The Akismet spam filter is quite good at finding duplicate posts between the Docker forum and, say, Stack Exchange sites (mostly Stack Overflow), GitHub and Reddit. These posts end up in review, but then don’t reveal where Akismet may have found the matching post:
I guess I wanted to ask if the Akismet plugin could be configured to show URLs of other occurrences. But actually, I want more…
Often just copy/pasting part of the text into Google reveals the source after all. And on the Docker forums I then tend to reject the flag (approve the duplicate post) but also add a staff notice for the volunteers who’re answering questions. Like so:
So, wondering: did anyone ever try to automate something similar?
Asides:
I also tend to post a link back to the forum on Stack Overflow; that’s a manual action anyway. So, if automated then one may want to be notified anyhow.
I quite often use the same approach for “New user typed their first post suspiciously fast, suspected bot or spammer behavior.” which is not detected (or marked) as a duplicate by Akismet (yet).
I didn’t know Akismet filtered for duplicate copies online; I’m guessing it was the inclusion of certain markup used in those examples that triggered Akismet.
I can’t find mention of Akismet providing that service, could you provide guidance? If that information is available via their service maybe we can tap into it.
Hmmm, you may be right. I boldly assumed that Stack Exchange was also using Akismet (which I do not actually know). I think, but will need to find examples, that I also saw the review being triggered for existing posts, after it was duplicated to Stack Exchange. Most often it seems the Stack Exchange post was older, which also explains copy-paste triggering the “typed their first post suspiciously fast” review.
Also, for some time, we surely saw many false positives after posts were edited. This made me assume the filter was confused by its own algorithm to find duplicates, not understanding the duplicate from some online database was the very same post on the very same forum. When searching for the cause of this, I did not find any references in Akismet’s services.

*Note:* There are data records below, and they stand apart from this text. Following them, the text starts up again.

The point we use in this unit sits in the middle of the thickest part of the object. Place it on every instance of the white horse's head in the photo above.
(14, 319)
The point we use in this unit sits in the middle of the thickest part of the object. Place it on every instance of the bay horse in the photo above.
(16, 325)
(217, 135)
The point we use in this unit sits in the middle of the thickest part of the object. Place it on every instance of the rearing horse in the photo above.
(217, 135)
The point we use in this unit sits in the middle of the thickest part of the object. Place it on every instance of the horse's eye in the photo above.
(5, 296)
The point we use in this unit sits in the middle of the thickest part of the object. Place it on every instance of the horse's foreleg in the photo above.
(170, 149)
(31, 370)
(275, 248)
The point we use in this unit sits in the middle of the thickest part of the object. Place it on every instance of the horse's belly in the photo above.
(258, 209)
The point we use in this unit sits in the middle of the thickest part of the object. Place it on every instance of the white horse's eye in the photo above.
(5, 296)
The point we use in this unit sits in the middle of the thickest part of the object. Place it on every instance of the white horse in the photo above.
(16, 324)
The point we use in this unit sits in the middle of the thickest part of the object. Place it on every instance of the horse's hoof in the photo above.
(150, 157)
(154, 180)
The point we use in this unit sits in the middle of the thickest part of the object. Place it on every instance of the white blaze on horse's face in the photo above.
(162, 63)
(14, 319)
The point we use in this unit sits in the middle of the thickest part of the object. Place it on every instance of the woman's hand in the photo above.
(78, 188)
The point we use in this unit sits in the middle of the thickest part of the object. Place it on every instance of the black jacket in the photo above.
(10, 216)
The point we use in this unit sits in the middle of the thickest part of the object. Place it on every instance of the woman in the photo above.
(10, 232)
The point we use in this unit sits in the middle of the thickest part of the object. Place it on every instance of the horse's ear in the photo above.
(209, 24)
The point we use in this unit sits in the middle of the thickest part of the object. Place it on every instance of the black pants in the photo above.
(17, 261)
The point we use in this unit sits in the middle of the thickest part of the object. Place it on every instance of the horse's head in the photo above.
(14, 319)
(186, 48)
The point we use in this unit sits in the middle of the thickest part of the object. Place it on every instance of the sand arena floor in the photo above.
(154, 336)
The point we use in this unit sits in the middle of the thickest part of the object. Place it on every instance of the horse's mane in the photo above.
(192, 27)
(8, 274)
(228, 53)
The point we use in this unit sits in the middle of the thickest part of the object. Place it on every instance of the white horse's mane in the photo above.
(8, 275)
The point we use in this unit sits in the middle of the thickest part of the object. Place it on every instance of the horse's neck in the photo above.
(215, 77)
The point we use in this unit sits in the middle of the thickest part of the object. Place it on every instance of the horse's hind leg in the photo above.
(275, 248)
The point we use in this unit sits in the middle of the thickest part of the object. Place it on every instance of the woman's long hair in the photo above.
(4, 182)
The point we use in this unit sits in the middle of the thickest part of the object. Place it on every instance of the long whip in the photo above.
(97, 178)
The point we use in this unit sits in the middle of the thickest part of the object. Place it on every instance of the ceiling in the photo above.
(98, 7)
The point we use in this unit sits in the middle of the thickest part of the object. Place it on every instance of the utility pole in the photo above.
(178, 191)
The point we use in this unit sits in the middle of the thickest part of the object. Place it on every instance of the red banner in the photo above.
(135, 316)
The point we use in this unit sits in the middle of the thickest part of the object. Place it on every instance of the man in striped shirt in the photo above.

So, many assumptions. I’ll try to find some examples, but maybe even more posts are duplicated between the forum and other places, and maybe I’ve only found few of them after all.
Of course, Akismet could still subscribe to the public feed of Stack Exchange posts, but it’s not their goal to find duplicates. (Or maybe the Stack Exchange duplicates that Akismet flagged were also duplicated elsewhere. Oh well.)
@maiki I’ve not run into examples to confirm this seemed to have happened. Surely Akismet flagged existing posts as spam after some time passed, but I’ve no clue about its internals to determine that.